そこに、公園から帰ってきた信長が現れる。
「失礼するぞ」
「あら、どうしたのかしら?」
「何、ちょっとした頼まれごとじゃ──」
───
「なるべく早く済ませろ」
大我はそう毒づきながら、マシュを診察室の裏の部屋まで通した。あまり綺麗とは言えない空間だった。本やら道具やらガシャットやらが山積みにされていたし、ゴミ箱はゴミで埋まっていたし、隣ではフィンがひたすらに水をバケツに移していた。
「なるべく、とは……」
「言うこと言ったらさっさと出てけ。ここは病院だ。てめぇに長々と付き合ってる暇はないんだよ……!!」
そう言いながら、大我は白衣を羽織って部屋を出ていく。まだ沢山の診察を待つ患者がいた。本来の何倍もの患者を抱えた彼は、狂ったように働かなければ全ての患者を救えない。
「おや、また美しいお客さんだ」バシャバシャ
「あ、貴方は……」
マシュは、呼び掛けられて初めてフィンの顔を見た。そして、第五特異点で敵対したことを思い出した。マシュはそれをフィンに話す。
しかし、フィンの方にはマシュと相対した覚えはない。記憶にはサーヴァントごとに違いがあるのだった。
「きっと、私ではない私との話だったのだろうね。……それはそうと、アーチャーならそこに入ってきたよ」バシャバシャ
「あ、ありがとうございます……」
フィンに指し示されてマシュはエミヤに気づく。

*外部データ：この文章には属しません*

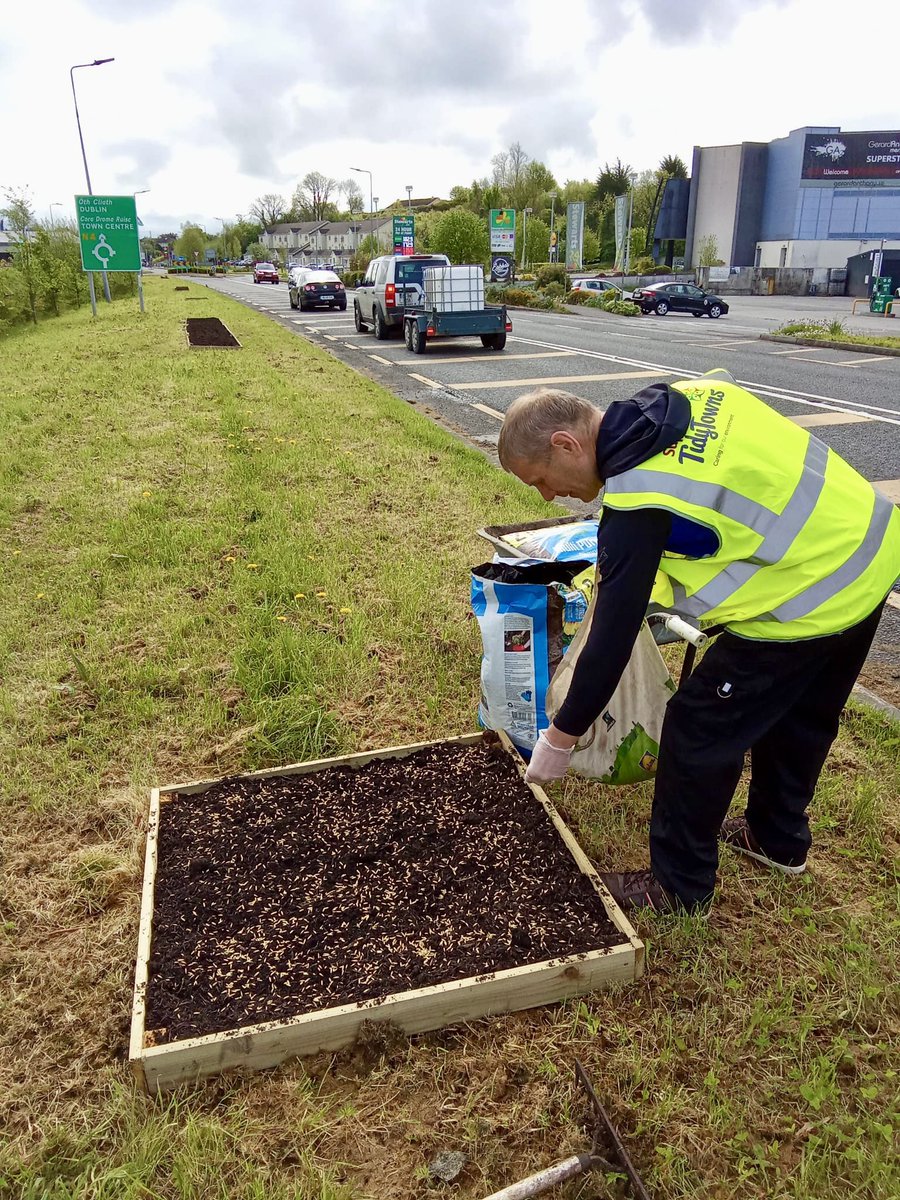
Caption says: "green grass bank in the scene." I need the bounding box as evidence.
[0,280,900,1200]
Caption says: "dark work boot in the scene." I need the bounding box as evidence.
[719,817,806,875]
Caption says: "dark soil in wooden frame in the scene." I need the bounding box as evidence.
[185,317,240,348]
[146,743,624,1043]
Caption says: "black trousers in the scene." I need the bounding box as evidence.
[650,605,882,907]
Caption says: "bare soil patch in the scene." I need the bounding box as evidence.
[185,317,241,348]
[148,745,622,1044]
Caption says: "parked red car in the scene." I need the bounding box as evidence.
[253,263,281,283]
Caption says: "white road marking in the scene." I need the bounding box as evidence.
[469,404,505,421]
[835,354,894,367]
[791,413,876,430]
[512,337,900,426]
[417,350,574,365]
[448,371,673,391]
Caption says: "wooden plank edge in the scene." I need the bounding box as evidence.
[128,787,160,1086]
[499,730,644,978]
[142,944,636,1092]
[158,732,482,796]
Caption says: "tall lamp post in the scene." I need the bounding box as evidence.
[350,167,374,247]
[68,59,115,317]
[133,187,150,312]
[622,175,637,279]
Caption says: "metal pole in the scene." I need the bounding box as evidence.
[68,59,115,307]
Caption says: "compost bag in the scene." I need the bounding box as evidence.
[472,559,593,757]
[545,584,676,784]
[472,559,674,784]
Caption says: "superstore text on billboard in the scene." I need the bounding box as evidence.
[800,130,900,185]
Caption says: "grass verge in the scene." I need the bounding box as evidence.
[772,320,900,350]
[0,280,900,1200]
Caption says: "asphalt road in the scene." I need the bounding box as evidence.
[199,276,900,704]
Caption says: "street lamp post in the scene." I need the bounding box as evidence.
[622,175,637,280]
[133,187,150,312]
[350,167,374,248]
[68,59,115,317]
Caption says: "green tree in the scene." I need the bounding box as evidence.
[292,170,337,221]
[595,158,635,203]
[697,233,722,266]
[250,192,286,229]
[524,217,550,272]
[431,209,490,263]
[230,212,263,254]
[0,188,38,325]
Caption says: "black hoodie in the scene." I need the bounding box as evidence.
[553,383,696,737]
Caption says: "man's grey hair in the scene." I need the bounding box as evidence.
[497,388,598,470]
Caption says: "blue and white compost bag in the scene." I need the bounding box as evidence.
[479,517,599,563]
[472,559,596,757]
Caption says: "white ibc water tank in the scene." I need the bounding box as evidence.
[422,266,485,312]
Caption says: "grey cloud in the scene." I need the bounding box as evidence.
[499,98,598,162]
[106,138,172,191]
[640,0,787,43]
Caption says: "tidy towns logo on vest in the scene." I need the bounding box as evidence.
[662,390,731,463]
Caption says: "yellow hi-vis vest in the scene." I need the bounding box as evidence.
[604,379,900,641]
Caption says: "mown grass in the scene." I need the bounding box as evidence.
[0,281,900,1200]
[772,319,900,350]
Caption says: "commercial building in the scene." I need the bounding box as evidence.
[681,125,900,269]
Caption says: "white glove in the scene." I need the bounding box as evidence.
[526,730,572,784]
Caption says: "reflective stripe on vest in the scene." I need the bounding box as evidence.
[643,437,830,620]
[605,467,779,536]
[770,492,894,620]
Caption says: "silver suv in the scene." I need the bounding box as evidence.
[353,254,450,341]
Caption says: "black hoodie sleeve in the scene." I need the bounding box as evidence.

彼はマシュに椅子を一つ渡し、彼自身も椅子に腰かけた。
「……エミヤさん」
「思いの外早く来たな、マシュ・キリエライト」
「……」
エミヤの声は、決してマシュを歓迎しているような物ではなかった。彼は彼で、ずっと裏方仕事に徹して疲れきっていた。百人分の病院食、百人分の看病ともなれば、疲れはてるのは明白だった。
しかし彼は、マシュとの会話は断らなかった。自分が切り出してしまったことだったし、何もせずに彼女に暴れられたら本当に困る。
「エミヤさんは、どうして、そうしていられるんですか? 貴方の人生は、全部、黎斗さんが作ったのに」
「……そうだな」
エミヤは、その問いに対して少し俯いた。彼は聖杯からの知識で既に自分の人生が作り物だと理解していたが、それでもマシュのように混乱はしなかった。それこそ、エミヤ自身にとっても不思議な位に。
しかし、理由なら思い付く。
「……私の命は、決して良いものではなかった。裏切られ、絶望した、苦しいものだった。だが……その中に、美しいものを見た。そして、私の物語が終わりを迎えたとき、きっと私は満足していた」
だからだ。そう彼は締めくくった。
彼の物語は、終わりを迎えている。彼は、もう自分の結論に満足している。だからこそ、黎斗という創造主が提示されても冷静でいられた。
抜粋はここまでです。